A dependência que Portugal ainda tem face aos combustíveis fósseis é duplamente indesejável.

Primeiro, porque não tendo esses recursos naturais no nosso território, estamos numa posição de comprador passivo, sujeito às flutuações dos preços nos mercados internacionais, que facilmente desencadeiam crises quando os preços sobem demais.

Depois, porque a utilização desses combustíveis contamina o planeta e dificulta o cumprimento das nossas quotas de poluição. Mais, são fontes não renováveis e esgotáveis de energia.

A grande vantagem do petróleo e afins é o sistema económico estar montado na lógica da sua utilização. Ou seja, a transição para outras fontes de energia requer uma mudança sistémica, que é sempre custosa inicialmente.
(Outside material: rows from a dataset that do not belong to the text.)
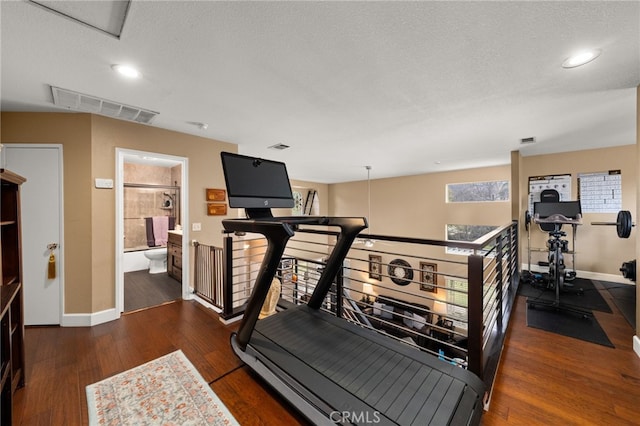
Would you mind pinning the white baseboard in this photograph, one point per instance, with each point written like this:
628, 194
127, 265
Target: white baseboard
89, 320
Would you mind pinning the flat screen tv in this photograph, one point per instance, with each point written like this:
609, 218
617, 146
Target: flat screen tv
256, 183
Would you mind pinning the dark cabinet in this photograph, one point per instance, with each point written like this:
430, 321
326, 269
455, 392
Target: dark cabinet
174, 256
11, 304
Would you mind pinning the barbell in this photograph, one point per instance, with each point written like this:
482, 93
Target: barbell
623, 223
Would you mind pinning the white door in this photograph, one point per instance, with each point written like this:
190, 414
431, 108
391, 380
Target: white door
41, 206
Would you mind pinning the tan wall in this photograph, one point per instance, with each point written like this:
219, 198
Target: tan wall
73, 131
414, 206
89, 144
598, 247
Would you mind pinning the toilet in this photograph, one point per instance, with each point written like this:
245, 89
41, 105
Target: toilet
157, 260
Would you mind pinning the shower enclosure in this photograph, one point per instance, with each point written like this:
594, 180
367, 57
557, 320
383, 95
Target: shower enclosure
143, 202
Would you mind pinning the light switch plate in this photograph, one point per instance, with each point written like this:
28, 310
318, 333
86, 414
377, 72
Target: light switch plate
104, 183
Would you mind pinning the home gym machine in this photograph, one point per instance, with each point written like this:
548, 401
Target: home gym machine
557, 214
332, 370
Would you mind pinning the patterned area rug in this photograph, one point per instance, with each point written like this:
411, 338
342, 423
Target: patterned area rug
165, 391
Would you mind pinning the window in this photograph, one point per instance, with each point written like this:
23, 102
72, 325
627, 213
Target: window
478, 191
466, 233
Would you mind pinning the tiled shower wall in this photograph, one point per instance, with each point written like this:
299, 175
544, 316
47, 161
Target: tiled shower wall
140, 203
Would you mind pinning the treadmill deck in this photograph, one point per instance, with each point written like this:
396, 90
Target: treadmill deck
345, 368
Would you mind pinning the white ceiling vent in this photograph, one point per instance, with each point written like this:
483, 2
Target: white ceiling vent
87, 103
279, 146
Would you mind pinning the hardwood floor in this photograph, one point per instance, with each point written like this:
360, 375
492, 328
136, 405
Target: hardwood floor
143, 290
543, 378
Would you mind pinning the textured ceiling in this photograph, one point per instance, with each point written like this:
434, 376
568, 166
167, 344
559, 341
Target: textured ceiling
406, 87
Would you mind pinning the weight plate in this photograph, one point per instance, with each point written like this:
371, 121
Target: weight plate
624, 223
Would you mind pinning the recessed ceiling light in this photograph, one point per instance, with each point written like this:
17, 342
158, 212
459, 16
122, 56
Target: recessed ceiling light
126, 70
581, 58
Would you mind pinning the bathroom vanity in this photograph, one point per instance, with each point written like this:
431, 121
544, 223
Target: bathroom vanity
174, 255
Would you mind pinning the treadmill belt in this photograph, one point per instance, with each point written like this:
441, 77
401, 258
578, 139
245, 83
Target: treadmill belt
401, 383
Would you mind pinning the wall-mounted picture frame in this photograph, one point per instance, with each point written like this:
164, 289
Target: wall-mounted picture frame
375, 267
429, 277
216, 194
216, 209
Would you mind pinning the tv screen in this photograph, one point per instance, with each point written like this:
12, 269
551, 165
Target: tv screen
569, 209
255, 182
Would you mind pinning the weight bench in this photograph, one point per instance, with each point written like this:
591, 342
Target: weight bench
332, 370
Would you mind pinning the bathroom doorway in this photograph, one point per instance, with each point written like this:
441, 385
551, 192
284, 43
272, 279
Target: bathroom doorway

Em Portugal, temos aproveitado a energia hídrica (das barragens) e eólica, mas temos muito caminho a percorrer na utilização da energia solar, da biomassa, das marés ou do hidrogénio.
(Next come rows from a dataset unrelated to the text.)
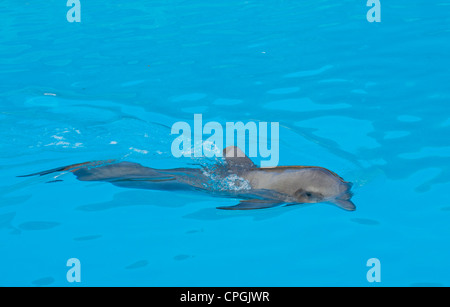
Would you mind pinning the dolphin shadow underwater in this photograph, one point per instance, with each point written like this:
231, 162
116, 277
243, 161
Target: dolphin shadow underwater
257, 188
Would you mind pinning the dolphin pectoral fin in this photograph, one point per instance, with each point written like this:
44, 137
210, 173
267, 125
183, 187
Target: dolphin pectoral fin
252, 204
345, 204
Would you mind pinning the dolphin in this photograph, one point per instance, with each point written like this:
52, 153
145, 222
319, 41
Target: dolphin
256, 187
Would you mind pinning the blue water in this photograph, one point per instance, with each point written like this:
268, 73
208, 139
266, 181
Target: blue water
369, 101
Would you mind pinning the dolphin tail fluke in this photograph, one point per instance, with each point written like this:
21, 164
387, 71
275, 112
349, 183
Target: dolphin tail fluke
70, 168
252, 204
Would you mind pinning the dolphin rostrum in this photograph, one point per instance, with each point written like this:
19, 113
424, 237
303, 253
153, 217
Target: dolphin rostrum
239, 177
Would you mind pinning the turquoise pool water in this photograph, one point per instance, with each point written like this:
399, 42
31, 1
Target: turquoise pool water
369, 101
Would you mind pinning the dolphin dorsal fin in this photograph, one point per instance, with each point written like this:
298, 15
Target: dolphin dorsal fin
237, 158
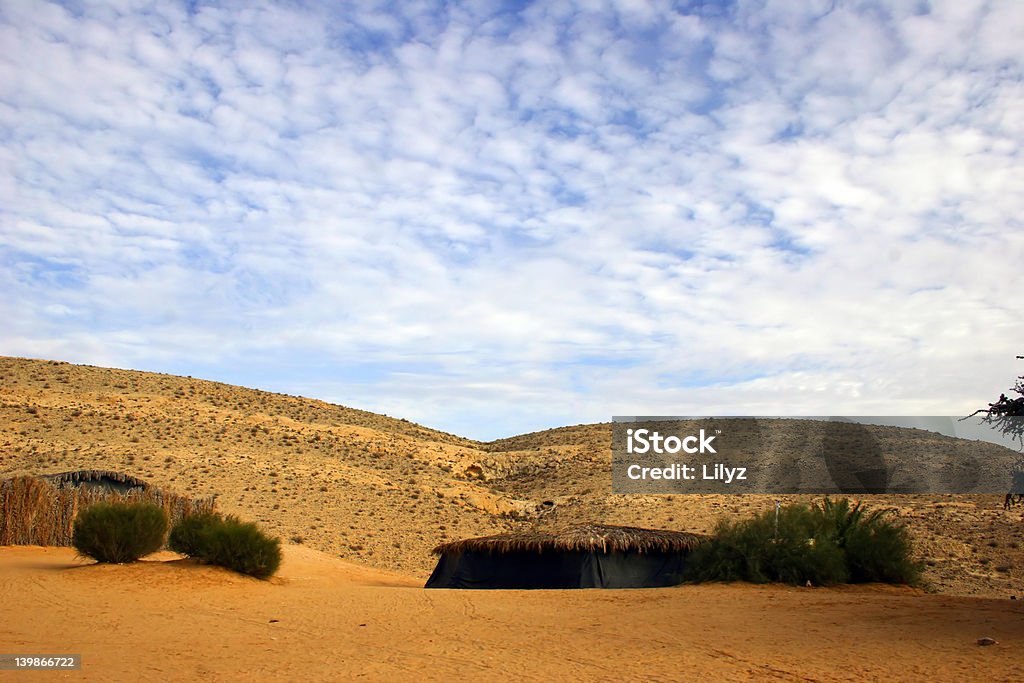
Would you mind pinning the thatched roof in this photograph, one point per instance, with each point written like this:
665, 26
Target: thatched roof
96, 478
602, 538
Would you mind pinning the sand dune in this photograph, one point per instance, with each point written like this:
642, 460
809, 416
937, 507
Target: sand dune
323, 619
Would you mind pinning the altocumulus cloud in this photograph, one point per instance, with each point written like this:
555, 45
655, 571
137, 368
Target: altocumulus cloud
496, 217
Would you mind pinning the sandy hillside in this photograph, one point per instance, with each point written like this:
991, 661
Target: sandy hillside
382, 492
323, 619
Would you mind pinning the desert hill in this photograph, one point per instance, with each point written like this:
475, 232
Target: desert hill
382, 492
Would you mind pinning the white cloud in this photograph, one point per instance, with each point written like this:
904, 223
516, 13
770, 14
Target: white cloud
521, 219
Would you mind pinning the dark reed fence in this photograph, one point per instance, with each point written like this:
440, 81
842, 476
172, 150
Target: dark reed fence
41, 511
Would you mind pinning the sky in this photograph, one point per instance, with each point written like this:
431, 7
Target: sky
499, 217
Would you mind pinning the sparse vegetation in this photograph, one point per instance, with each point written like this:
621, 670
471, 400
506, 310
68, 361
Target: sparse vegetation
119, 531
227, 542
829, 544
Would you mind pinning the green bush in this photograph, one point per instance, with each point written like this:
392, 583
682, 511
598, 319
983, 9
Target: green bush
185, 538
227, 542
119, 531
828, 544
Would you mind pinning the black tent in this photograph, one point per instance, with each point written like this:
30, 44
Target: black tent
588, 556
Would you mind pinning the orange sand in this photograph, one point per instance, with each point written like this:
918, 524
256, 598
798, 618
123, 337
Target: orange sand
171, 620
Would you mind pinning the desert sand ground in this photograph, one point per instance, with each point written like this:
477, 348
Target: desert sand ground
382, 492
359, 500
324, 619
Sendo Portugal um país pequeno, sem peso nas negociações internacionais, transformarmo-nos num país independente energeticamente seria um passo fundamental para a nossa autonomia social e política, e para o nosso bem-estar.

Adicionalmente, só essas fontes energéticas alternativas são sustentáveis a longo prazo (porque se renovam e não produzem o aquecimento do planeta), pelo que a aposta nelas é a única forma de garantir um bom futuro. Mais, a transição energética é também uma oportunidade para se efectuarem transformações estruturais que sejam conducentes a mais independência.
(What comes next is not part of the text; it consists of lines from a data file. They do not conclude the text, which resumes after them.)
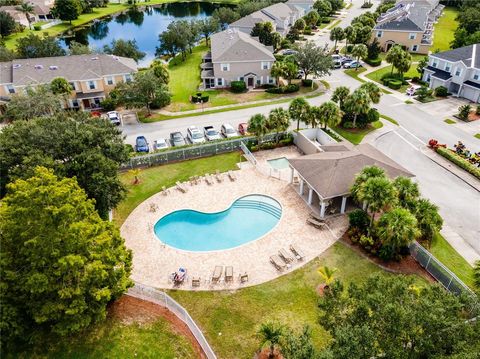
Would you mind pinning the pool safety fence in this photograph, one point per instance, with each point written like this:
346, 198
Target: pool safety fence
159, 297
195, 151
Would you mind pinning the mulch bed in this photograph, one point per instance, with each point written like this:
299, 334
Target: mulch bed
133, 310
407, 265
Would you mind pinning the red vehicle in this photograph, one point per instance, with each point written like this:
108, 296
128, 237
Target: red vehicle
243, 129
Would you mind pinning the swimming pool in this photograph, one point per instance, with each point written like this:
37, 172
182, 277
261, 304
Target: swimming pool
278, 163
247, 219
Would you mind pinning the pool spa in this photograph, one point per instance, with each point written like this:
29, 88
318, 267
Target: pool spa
247, 219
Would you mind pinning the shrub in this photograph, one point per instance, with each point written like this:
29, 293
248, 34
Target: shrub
374, 62
395, 84
441, 91
459, 161
238, 86
359, 219
307, 82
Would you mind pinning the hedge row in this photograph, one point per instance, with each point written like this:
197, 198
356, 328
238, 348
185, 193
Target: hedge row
459, 161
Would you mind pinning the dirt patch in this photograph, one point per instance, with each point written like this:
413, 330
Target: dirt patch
408, 265
133, 310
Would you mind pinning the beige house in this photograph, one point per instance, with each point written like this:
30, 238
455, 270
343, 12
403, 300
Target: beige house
91, 77
236, 56
409, 24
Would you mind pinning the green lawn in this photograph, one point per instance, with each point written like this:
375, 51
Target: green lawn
113, 339
444, 29
356, 136
446, 254
154, 178
230, 319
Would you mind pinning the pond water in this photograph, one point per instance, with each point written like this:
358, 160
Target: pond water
142, 24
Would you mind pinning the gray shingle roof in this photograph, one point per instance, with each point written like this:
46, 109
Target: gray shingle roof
23, 72
469, 55
233, 45
331, 174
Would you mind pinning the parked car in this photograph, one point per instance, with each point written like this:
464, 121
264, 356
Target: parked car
176, 139
160, 144
243, 129
114, 118
228, 131
141, 144
194, 135
211, 134
352, 65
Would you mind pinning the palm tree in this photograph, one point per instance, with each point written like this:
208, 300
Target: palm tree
271, 335
396, 229
298, 109
327, 274
408, 191
258, 125
27, 9
359, 51
373, 91
340, 94
357, 103
330, 114
278, 119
As recentes greves dos camionistas de matérias perigosas são um bom exemplo de uma situação que deve ser evitada num novo paradigma energético: o abastecimento de energia para as diferentes actividades económicas nunca pode estar na mão de centenas de trabalhadores ou de uma ou duas empresas.

Esse abastecimento tem que ser automático e garantido – imagine-se energia solar a fazer funcionar aeroportos, hospitais e veículos, ou hidrogénio a ser produzido localmente e entregue em contínuo pelos diferentes postos de distribuição.

Em sociedades complexas, interdependentes e em funcionamento contínuo, como as deste terceiro milénio, não podemos estar expostos a quebras energéticas ou quebras monetárias (energia e moeda são o “sangue” da economia). Assim, a provisão desses bens e serviços tem que estar sempre garantida, a não ser por razões incontroláveis como cataclismos naturais ou guerras.

Em Portugal, não podemos permitir que um sindicato que representa poucas centenas de trabalhadores ameace parar um país, nem que uma qualquer empresa de distribuição energética tenha o poder negocial para definir preços e impor as suas condições. O abastecimento energético é um assunto de Estado, e deve ser o Estado a garantir que esse abastecimento nunca falha e tem custos controlados.

A aposta nas energias renováveis, produzidas localmente e controlados pelo Estado democrático, é a única forma de não sermos sujeitos a chantagens de pequenos interesses ou de outras nações, ao mesmo tempo que é a única forma de garantirmos o futuro do planeta.

O autor escreve de acordo com a antiga ortografia.